Comparison of Epworth Sleepiness Scale and STOP-BANG Questionnaire for Diagnosing Obstructive Sleep Apnea at a Tertiary Care Centre in North India: A Retrospective Study

Mansunderbir Singh

Keywords : Epworth sleepiness scale, Obstructive sleep apnea, Polysomnography, Screening, STOP-BANG questionnaire

Citation Information : Singh M. Comparison of Epworth Sleepiness Scale and STOP-BANG Questionnaire for Diagnosing Obstructive Sleep Apnea at a Tertiary Care Centre in North India: A Retrospective Study. Indian Sleep Med 2019; 14 (3):46-50.

DOI: 10.5005/jp-journals-10069-0042

License: CC BY-NC 4.0

Published Online: 01-06-2018

Copyright Statement:  Copyright © 2019; The Author(s).


Introduction: The diagnosis of obstructive sleep apnea (OSA) requires polysomnography (PSG). The screening of OSA utilizes questionnaires like the Epworth sleepiness scale (ESS) and the STOP-BANG questionnaire (SBQ) that have variable predictive value, as reported from the Western literature.
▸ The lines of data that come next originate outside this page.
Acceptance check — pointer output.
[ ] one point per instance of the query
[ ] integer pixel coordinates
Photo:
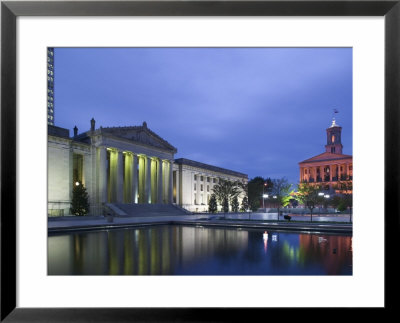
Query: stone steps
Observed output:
(148, 210)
Materials and methods: A retrospective cohort study was done in adult subjects (n = 80) presenting with symptoms of OSA. The demographic profile, ESS, and SBQ scores were evaluated. The level one recorded PSG was evaluated for apnea–hypopnea index (AHI) and positive airway pressure (PAP) therapy prescribed. Results: Of the 80 subjects, 75 were diagnosed as OSA on PSG. The mean age of the study group was 49 years, with 71% men and a mean BMI of 28.25 kg/m2. Epworth sleepiness scale ≥11 was in 62.66%, and SBQ ≥ 5 in 53% of the 75 subjects. Hence, both questionnaires failed to predict OSA in nearly half of the population. The mean AHI was 33.8/hour, and the mean continuous positive airway pressure (CPAP) was 10.05 cm H2O. The AHI had a significant correlation with BMI, ESS score, and CPAP. Epworth sleepiness scale had a 53% sensitivity and 60% specificity for diagnosing OSA using a cutoff of 11, whereas SBQ had a 68% sensitivity and 100% specificity using a cutoff of 5. Conclusion: The SBQ has a higher sensitivity and specificity to detect OSA than ESS as it envisages distinct clinical manifestations and risk factors of OSA. However, neither of the two can replace PSG.